Investidos de la autoridad que da fajarse con datos contantes y sonantes ocho horas al día, el sindicato de técnicos del ministerio español de Hacienda ha documentado lo que cualquiera con un par de ojos en condiciones de uso ve a su alrededor. Crece y no para la cantidad de personas —sí, de las de carne y hueso— que viven con lo puesto y aun tienen que rogarle a la Virgen, al banco y a los gobernantes que las dejen como están, porque no hay situación mala que no sea susceptible de deteriorarse hasta el infinito.
Según el cómputo de los inspectores, en el conjunto del estado español hay ya 20,6 millones de ciudadanas y ciudadanos mayores de 18 años que han caído al abismo de la precariedad, cuyo umbral técnico está en mil euros de ingresos mensuales. Nótese, de entrada, que hasta en la penuria hay grados. Por tremendo que parezca, no es lo mismo tratar de subsistir con 999 que con cero. Siempre hay alguien que está peor, aunque eso no debería servir de consuelo. Y por lo que nos toca en Euskal Herria, también sería de una autocomplacencia suicida celebrar que nuestras dos subdivisiones autonómicas figuran en la zona de alivio de luto de la lista de la miseria. Si nos comparasen con Burundi, todavía saldríamos mejor en las estadísticas, pero eso no surtiría las mesas de nuestros casi setecientos mil convecinos descolgados del pelotón del bienestar.

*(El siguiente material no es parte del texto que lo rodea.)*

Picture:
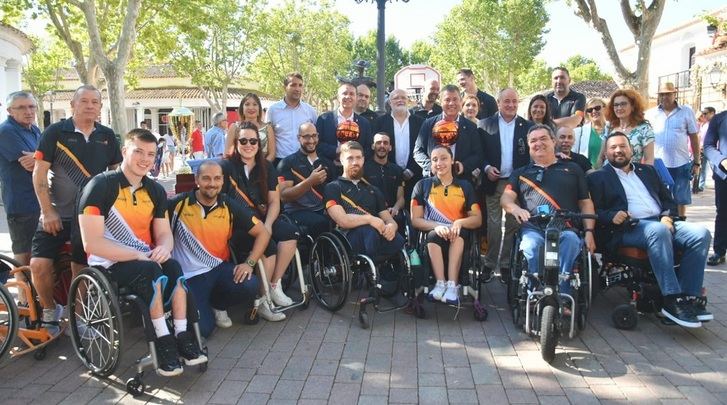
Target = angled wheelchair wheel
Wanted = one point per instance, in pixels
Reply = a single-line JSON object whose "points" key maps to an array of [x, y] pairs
{"points": [[95, 322], [330, 272]]}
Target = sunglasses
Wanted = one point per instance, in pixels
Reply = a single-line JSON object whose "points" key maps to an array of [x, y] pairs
{"points": [[592, 109], [244, 141]]}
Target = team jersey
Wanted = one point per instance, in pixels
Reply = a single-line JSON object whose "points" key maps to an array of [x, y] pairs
{"points": [[444, 204], [201, 234], [74, 160], [128, 214]]}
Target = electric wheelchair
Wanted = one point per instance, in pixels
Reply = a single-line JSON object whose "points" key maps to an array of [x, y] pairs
{"points": [[96, 306], [536, 302]]}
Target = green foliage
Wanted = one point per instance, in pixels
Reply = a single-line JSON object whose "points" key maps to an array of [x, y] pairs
{"points": [[307, 37], [497, 39]]}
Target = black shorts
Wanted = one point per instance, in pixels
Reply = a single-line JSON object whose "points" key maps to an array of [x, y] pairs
{"points": [[48, 246], [21, 228], [140, 276]]}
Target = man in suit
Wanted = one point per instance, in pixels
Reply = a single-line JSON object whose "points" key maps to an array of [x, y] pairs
{"points": [[504, 146], [403, 129], [623, 190], [715, 148], [342, 123], [464, 141]]}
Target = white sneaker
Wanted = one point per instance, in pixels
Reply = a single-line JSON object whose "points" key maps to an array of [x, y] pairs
{"points": [[222, 320], [438, 292], [451, 297], [264, 311], [278, 296]]}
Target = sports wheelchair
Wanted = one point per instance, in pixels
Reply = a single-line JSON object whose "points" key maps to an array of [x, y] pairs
{"points": [[332, 268], [471, 276], [536, 303], [96, 306]]}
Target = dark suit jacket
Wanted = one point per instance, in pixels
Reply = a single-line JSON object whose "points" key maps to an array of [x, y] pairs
{"points": [[489, 131], [385, 123], [468, 149], [326, 126], [609, 197]]}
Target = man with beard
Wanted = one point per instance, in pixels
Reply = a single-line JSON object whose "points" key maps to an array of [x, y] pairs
{"points": [[428, 107], [343, 125], [202, 224], [403, 128], [386, 176], [623, 190], [359, 208], [301, 178]]}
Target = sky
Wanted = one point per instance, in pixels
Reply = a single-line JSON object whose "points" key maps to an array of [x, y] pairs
{"points": [[568, 35]]}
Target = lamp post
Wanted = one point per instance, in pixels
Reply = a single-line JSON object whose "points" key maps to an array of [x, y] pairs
{"points": [[380, 56]]}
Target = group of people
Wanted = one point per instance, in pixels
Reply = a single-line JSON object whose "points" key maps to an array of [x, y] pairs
{"points": [[457, 150]]}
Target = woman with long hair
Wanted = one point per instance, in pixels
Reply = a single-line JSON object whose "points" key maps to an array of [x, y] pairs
{"points": [[539, 111], [446, 209], [252, 181], [251, 110], [625, 112]]}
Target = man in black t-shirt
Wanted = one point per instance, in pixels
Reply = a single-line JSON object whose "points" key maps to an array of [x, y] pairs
{"points": [[550, 184]]}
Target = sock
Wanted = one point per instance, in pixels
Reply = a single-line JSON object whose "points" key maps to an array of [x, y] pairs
{"points": [[180, 325], [160, 327]]}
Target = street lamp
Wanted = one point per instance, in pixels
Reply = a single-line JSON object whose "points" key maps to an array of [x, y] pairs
{"points": [[380, 56]]}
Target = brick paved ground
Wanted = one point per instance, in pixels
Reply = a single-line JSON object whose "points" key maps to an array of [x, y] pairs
{"points": [[319, 357]]}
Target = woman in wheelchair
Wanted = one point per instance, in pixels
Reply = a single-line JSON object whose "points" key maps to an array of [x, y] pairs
{"points": [[446, 209], [252, 181]]}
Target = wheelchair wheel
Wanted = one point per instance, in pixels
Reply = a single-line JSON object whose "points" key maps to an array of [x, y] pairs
{"points": [[548, 333], [95, 322], [330, 272], [8, 320]]}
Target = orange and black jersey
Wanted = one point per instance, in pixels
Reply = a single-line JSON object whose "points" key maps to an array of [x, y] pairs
{"points": [[128, 213], [74, 160], [201, 233], [358, 198], [444, 204]]}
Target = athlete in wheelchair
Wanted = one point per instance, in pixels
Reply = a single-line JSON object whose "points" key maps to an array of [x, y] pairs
{"points": [[126, 234], [444, 209], [641, 238], [366, 242], [546, 197]]}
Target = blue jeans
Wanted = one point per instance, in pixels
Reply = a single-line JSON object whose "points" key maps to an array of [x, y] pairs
{"points": [[217, 289], [692, 240], [532, 240]]}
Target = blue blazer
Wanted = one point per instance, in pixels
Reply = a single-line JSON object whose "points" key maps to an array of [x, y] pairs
{"points": [[609, 197], [327, 141]]}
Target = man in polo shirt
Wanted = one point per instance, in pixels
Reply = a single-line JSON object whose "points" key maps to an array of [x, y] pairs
{"points": [[386, 176], [675, 130], [359, 208], [69, 153], [488, 105], [125, 229], [288, 114], [566, 105], [302, 177], [202, 223], [18, 140]]}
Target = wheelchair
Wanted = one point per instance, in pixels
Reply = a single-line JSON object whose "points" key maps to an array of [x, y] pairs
{"points": [[536, 303], [471, 275], [333, 266], [22, 320], [96, 306]]}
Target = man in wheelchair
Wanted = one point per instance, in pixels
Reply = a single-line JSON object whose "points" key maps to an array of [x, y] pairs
{"points": [[124, 228], [202, 223], [550, 184], [301, 178], [360, 209], [622, 190]]}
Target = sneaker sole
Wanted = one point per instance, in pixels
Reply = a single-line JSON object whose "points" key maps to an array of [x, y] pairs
{"points": [[681, 322]]}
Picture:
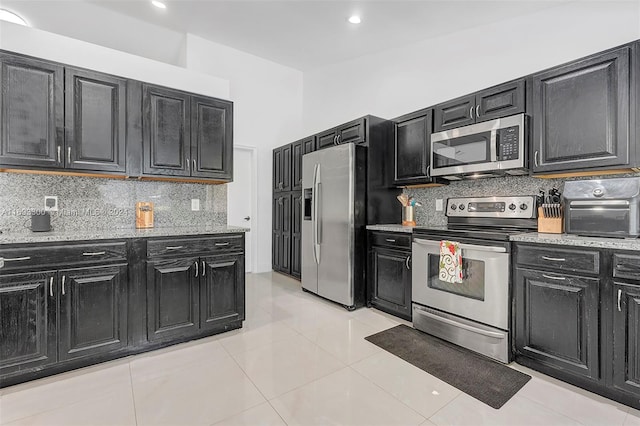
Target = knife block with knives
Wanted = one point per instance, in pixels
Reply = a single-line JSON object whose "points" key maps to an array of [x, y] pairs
{"points": [[550, 213]]}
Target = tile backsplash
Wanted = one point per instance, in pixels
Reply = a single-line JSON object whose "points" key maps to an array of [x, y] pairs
{"points": [[86, 203], [510, 185]]}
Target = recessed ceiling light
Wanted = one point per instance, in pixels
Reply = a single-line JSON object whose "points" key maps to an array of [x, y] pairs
{"points": [[5, 15]]}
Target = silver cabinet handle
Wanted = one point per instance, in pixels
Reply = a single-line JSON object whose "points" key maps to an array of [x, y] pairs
{"points": [[619, 297], [554, 278], [553, 259], [17, 259]]}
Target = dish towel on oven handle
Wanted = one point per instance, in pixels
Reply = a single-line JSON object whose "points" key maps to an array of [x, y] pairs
{"points": [[450, 262]]}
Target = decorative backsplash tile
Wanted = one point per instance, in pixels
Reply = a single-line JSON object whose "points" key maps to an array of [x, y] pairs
{"points": [[96, 203], [510, 185]]}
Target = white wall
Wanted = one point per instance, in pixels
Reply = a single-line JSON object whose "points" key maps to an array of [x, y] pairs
{"points": [[267, 113], [402, 80], [43, 44]]}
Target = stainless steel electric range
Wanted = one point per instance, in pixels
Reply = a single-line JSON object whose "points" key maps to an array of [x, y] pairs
{"points": [[474, 313]]}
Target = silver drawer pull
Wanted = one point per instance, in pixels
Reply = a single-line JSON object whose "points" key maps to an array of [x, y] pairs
{"points": [[554, 278], [553, 259], [17, 259]]}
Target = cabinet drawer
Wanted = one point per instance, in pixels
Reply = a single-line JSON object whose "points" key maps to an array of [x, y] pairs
{"points": [[626, 266], [222, 243], [38, 257], [390, 239], [587, 261]]}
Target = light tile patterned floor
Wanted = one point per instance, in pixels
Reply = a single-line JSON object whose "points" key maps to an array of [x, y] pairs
{"points": [[299, 360]]}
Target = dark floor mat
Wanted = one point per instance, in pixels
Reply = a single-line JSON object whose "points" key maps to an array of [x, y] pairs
{"points": [[480, 377]]}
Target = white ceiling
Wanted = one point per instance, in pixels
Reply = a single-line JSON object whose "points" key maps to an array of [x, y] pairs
{"points": [[303, 34]]}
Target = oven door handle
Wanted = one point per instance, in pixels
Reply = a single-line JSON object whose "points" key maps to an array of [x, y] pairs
{"points": [[463, 326], [436, 244]]}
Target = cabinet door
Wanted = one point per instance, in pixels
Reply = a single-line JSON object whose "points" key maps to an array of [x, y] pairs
{"points": [[581, 114], [277, 170], [27, 321], [221, 290], [391, 281], [95, 121], [500, 101], [557, 321], [166, 136], [212, 138], [296, 235], [31, 104], [93, 311], [328, 138], [353, 132], [626, 337], [456, 113], [297, 150], [412, 139], [172, 299]]}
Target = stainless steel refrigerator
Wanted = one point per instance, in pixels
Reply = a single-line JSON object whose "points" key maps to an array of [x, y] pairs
{"points": [[333, 225]]}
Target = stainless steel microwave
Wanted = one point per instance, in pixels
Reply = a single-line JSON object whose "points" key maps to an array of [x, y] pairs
{"points": [[490, 148]]}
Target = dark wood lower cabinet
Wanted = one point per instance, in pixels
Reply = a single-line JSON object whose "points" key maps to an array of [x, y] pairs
{"points": [[93, 311], [172, 298], [27, 322], [557, 321], [626, 337]]}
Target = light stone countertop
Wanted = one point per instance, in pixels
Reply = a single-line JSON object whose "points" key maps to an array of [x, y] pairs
{"points": [[390, 228], [104, 234], [577, 240]]}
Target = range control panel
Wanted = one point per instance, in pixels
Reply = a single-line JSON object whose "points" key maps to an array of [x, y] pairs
{"points": [[520, 207]]}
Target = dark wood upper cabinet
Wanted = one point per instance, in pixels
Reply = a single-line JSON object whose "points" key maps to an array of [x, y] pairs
{"points": [[494, 102], [581, 115], [166, 132], [27, 321], [411, 147], [31, 104], [95, 121], [212, 138], [93, 311]]}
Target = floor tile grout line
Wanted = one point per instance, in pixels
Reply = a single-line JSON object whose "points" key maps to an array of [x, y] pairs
{"points": [[133, 396]]}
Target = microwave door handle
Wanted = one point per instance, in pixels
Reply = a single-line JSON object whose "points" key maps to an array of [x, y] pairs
{"points": [[493, 145]]}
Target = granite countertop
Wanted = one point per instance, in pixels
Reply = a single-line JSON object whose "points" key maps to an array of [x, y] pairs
{"points": [[577, 240], [390, 228], [103, 234]]}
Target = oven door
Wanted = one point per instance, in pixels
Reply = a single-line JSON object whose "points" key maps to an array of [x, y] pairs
{"points": [[483, 295]]}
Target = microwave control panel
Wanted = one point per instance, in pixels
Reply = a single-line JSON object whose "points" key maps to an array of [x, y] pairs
{"points": [[508, 143]]}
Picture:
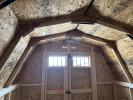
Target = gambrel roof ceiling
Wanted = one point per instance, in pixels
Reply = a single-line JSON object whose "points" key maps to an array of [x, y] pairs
{"points": [[33, 18]]}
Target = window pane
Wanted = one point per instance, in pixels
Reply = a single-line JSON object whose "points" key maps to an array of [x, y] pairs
{"points": [[81, 61], [56, 61]]}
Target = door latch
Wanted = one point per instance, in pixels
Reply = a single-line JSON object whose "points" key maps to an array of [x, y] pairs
{"points": [[68, 92]]}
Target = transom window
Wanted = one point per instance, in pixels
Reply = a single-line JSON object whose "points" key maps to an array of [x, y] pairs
{"points": [[56, 61], [61, 61], [81, 61]]}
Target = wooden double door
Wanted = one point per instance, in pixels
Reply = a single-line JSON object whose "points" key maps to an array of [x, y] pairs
{"points": [[68, 77]]}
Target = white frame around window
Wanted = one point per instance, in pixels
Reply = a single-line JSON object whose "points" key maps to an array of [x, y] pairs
{"points": [[81, 61], [57, 61]]}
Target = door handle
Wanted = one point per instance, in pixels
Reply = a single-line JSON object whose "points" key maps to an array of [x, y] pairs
{"points": [[68, 92]]}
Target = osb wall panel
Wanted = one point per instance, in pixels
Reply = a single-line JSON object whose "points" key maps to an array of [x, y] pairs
{"points": [[30, 93], [132, 93], [82, 96], [55, 97], [15, 95], [8, 24], [122, 93], [57, 47], [103, 71], [2, 98], [105, 92], [55, 79], [32, 69], [80, 78]]}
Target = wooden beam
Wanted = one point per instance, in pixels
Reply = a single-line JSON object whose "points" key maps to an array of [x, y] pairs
{"points": [[5, 3], [9, 89], [18, 67], [81, 91], [121, 62], [125, 84], [87, 20]]}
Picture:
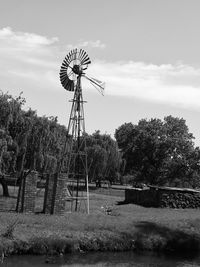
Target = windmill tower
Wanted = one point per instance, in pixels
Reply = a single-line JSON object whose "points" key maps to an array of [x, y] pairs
{"points": [[71, 73]]}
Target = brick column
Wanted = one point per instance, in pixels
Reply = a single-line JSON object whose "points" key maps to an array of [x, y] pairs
{"points": [[56, 192], [28, 193], [49, 189]]}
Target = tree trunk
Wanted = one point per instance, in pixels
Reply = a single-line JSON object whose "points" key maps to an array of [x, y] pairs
{"points": [[5, 186]]}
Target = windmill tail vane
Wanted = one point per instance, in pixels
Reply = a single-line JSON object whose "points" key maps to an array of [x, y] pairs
{"points": [[72, 71]]}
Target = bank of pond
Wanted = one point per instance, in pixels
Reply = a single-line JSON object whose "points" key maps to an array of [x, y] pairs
{"points": [[102, 259]]}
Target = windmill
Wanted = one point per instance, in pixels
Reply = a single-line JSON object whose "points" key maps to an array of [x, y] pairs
{"points": [[71, 73]]}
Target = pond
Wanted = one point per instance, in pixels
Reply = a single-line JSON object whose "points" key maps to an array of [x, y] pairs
{"points": [[103, 259]]}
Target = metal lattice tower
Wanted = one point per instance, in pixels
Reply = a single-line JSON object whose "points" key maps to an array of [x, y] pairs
{"points": [[71, 73]]}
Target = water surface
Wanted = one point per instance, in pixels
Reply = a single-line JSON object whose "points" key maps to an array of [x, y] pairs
{"points": [[103, 260]]}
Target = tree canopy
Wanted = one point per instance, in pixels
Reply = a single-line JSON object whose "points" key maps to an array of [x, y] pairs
{"points": [[160, 152]]}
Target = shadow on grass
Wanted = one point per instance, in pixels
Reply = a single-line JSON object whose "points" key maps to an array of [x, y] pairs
{"points": [[119, 203], [152, 236]]}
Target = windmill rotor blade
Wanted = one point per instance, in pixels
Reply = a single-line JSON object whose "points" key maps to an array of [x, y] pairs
{"points": [[80, 54], [72, 67], [86, 62], [99, 85]]}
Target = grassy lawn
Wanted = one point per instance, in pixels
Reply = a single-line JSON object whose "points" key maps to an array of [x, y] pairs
{"points": [[126, 227]]}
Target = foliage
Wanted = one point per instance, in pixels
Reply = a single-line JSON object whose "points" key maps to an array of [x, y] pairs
{"points": [[103, 157], [28, 141], [160, 152]]}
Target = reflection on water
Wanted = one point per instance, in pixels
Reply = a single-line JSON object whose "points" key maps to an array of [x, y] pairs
{"points": [[103, 260]]}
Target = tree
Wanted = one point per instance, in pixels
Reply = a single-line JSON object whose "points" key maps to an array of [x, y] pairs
{"points": [[103, 157], [159, 152]]}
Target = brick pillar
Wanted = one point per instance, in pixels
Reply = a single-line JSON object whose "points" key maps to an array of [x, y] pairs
{"points": [[56, 192], [60, 196], [49, 189], [28, 193]]}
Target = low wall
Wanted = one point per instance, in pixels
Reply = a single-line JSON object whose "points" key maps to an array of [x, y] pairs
{"points": [[163, 197]]}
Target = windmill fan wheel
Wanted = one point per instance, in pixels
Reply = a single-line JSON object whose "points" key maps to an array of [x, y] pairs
{"points": [[73, 66]]}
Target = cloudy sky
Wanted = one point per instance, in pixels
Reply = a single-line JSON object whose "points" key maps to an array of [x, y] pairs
{"points": [[147, 52]]}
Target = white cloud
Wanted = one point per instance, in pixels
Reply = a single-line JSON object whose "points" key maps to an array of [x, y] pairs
{"points": [[33, 61], [93, 44], [27, 39], [171, 84]]}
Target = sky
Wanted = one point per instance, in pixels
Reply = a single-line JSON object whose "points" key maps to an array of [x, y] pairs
{"points": [[146, 51]]}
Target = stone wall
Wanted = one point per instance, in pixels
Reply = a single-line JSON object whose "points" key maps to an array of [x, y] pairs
{"points": [[163, 197]]}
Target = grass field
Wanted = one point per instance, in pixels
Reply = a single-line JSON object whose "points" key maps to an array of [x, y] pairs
{"points": [[124, 227]]}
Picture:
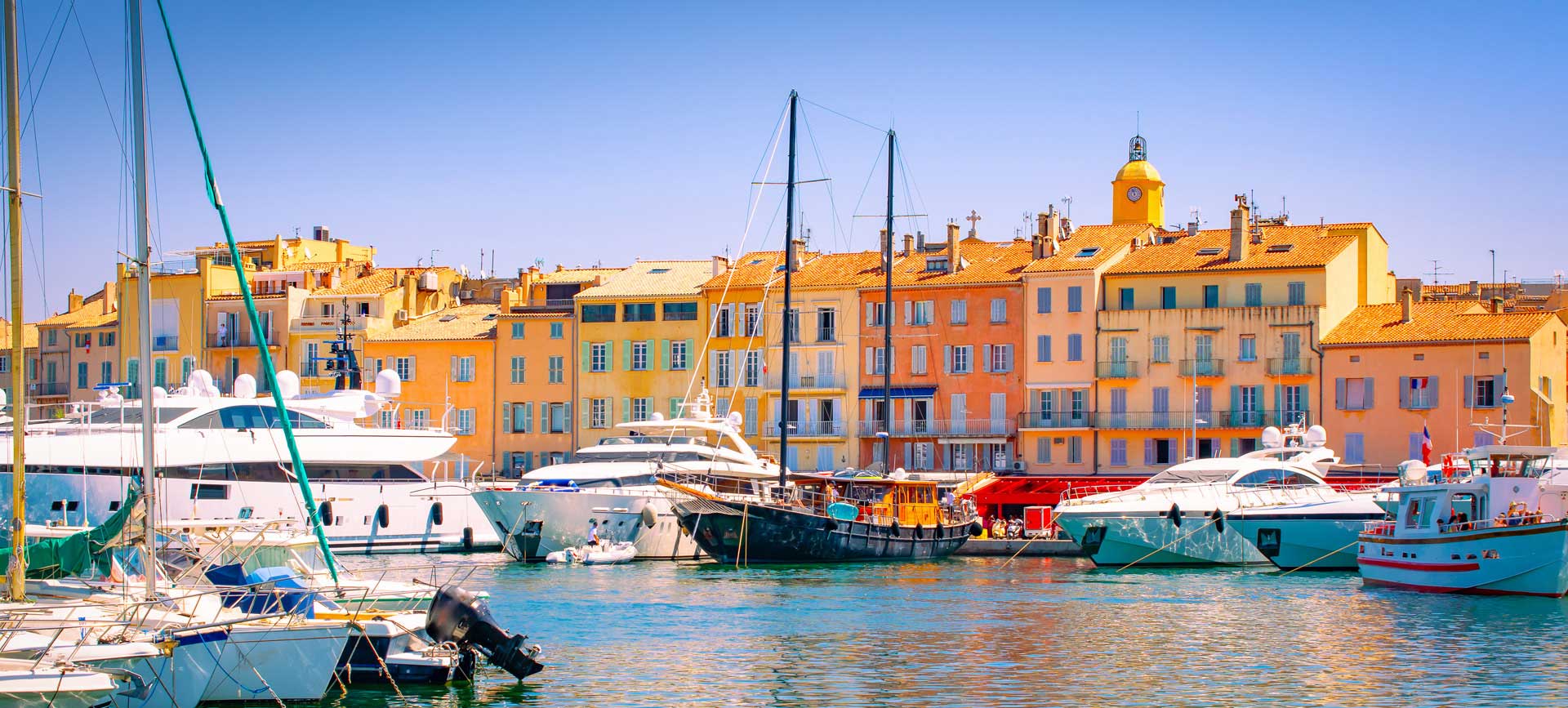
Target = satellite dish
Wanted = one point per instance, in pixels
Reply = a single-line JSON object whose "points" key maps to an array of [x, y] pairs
{"points": [[287, 384], [390, 384], [245, 385]]}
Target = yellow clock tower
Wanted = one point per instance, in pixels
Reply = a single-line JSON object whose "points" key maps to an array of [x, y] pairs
{"points": [[1137, 194]]}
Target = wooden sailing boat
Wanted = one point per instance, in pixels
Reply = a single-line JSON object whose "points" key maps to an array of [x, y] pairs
{"points": [[826, 517]]}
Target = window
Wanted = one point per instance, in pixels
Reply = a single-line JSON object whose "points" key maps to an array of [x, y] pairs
{"points": [[1249, 348], [465, 421], [963, 359], [678, 356], [639, 312], [599, 356], [1000, 359], [639, 356], [598, 314], [463, 368], [826, 323], [753, 368], [1297, 293], [679, 312], [599, 412]]}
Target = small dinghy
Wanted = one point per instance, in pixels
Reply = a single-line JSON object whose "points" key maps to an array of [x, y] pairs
{"points": [[596, 554]]}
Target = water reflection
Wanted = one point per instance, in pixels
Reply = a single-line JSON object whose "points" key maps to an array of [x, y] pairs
{"points": [[988, 633]]}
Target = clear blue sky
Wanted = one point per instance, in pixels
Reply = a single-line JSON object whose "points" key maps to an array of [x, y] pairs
{"points": [[577, 135]]}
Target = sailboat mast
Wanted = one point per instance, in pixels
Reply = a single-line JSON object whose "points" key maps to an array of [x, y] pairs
{"points": [[138, 131], [13, 102], [789, 269], [893, 146]]}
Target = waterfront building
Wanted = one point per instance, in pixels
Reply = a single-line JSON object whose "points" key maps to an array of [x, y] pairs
{"points": [[1397, 370], [537, 367], [640, 332], [448, 363], [78, 348], [957, 323]]}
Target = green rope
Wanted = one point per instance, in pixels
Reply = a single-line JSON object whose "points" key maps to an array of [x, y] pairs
{"points": [[250, 307]]}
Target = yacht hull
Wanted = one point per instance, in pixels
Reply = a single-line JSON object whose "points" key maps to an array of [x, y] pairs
{"points": [[1156, 541], [1529, 559], [412, 517], [733, 532], [535, 523]]}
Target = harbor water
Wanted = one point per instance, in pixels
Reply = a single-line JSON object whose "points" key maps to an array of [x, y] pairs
{"points": [[982, 631]]}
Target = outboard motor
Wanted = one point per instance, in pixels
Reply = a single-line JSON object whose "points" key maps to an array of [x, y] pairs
{"points": [[463, 617]]}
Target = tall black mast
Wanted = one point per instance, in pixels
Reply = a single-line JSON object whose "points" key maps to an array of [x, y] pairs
{"points": [[893, 145], [789, 269]]}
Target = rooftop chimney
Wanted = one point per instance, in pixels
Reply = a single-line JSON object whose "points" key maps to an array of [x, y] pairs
{"points": [[954, 252], [1239, 218]]}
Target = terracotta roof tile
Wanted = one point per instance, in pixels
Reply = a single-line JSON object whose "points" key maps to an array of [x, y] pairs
{"points": [[453, 323], [1312, 247], [1433, 322], [654, 279]]}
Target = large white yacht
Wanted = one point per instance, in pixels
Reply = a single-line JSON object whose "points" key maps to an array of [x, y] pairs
{"points": [[612, 488], [223, 456], [1271, 506]]}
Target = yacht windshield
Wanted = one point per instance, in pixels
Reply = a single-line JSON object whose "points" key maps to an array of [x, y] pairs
{"points": [[1179, 477]]}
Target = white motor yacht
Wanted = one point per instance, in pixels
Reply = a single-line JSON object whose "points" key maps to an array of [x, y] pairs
{"points": [[223, 456], [612, 489], [1269, 506]]}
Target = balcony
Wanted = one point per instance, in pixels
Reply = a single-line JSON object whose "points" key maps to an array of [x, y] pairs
{"points": [[806, 428], [1206, 421], [1053, 419], [1117, 370], [946, 428], [1291, 367], [240, 339], [1201, 367]]}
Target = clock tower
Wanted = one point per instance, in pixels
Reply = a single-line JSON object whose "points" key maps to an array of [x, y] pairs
{"points": [[1137, 194]]}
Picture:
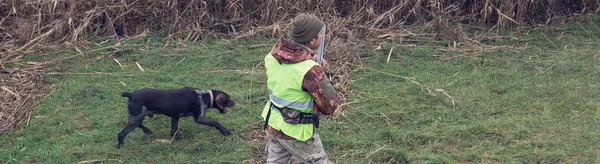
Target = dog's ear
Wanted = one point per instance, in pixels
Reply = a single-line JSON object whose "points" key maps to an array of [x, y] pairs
{"points": [[220, 101]]}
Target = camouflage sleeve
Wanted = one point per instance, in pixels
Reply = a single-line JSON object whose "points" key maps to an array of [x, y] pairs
{"points": [[316, 83]]}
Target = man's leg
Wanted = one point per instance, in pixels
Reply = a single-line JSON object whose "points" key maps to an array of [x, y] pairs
{"points": [[310, 151], [275, 152]]}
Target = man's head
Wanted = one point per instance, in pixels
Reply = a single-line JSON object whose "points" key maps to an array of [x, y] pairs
{"points": [[306, 30]]}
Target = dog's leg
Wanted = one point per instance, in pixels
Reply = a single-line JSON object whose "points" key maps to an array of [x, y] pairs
{"points": [[133, 121], [145, 129], [174, 125], [205, 121]]}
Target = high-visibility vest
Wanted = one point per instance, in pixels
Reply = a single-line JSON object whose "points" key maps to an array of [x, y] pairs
{"points": [[284, 83]]}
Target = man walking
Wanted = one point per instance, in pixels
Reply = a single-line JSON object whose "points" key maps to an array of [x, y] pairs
{"points": [[299, 92]]}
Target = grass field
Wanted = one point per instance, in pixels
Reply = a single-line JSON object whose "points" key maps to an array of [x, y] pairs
{"points": [[535, 104]]}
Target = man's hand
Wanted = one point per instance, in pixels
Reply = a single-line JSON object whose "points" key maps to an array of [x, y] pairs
{"points": [[324, 62]]}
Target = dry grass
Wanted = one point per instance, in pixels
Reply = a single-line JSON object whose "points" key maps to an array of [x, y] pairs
{"points": [[29, 25], [20, 91]]}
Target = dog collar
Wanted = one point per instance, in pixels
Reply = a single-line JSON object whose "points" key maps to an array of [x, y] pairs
{"points": [[211, 98]]}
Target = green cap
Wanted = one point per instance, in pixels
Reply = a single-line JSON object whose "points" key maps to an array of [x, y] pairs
{"points": [[305, 27]]}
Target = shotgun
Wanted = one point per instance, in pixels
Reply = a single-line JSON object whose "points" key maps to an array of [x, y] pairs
{"points": [[320, 62]]}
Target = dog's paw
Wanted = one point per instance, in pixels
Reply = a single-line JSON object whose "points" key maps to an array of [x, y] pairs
{"points": [[225, 132], [147, 131]]}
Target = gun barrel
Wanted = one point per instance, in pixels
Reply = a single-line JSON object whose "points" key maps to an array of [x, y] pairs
{"points": [[321, 47]]}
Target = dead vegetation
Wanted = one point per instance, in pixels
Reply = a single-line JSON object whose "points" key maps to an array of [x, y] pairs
{"points": [[28, 26]]}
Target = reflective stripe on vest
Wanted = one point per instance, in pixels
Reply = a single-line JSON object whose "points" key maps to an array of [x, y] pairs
{"points": [[287, 103]]}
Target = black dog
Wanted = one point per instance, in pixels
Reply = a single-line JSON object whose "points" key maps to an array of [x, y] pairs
{"points": [[176, 103]]}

De hecho, más allá de las descorazonadoras cifras, la gran enseñanza del informe de los técnicos de Hacienda es lo poco que hace falta para perder pie y verse arrojado a la cuneta. En menos de un año se puede pasar de los salones de Arzak al comedor de Cáritas o del fin de semana en Baqueira a la notificación de desahucio. Como certeramente resume el título del estudio, le estamos diciendo adiós a la clase media. En realidad, al sueño de pertenecer a ella, porque la gran mayoría —ahora lo comprobamos— siempre estuvo ahí de prestado.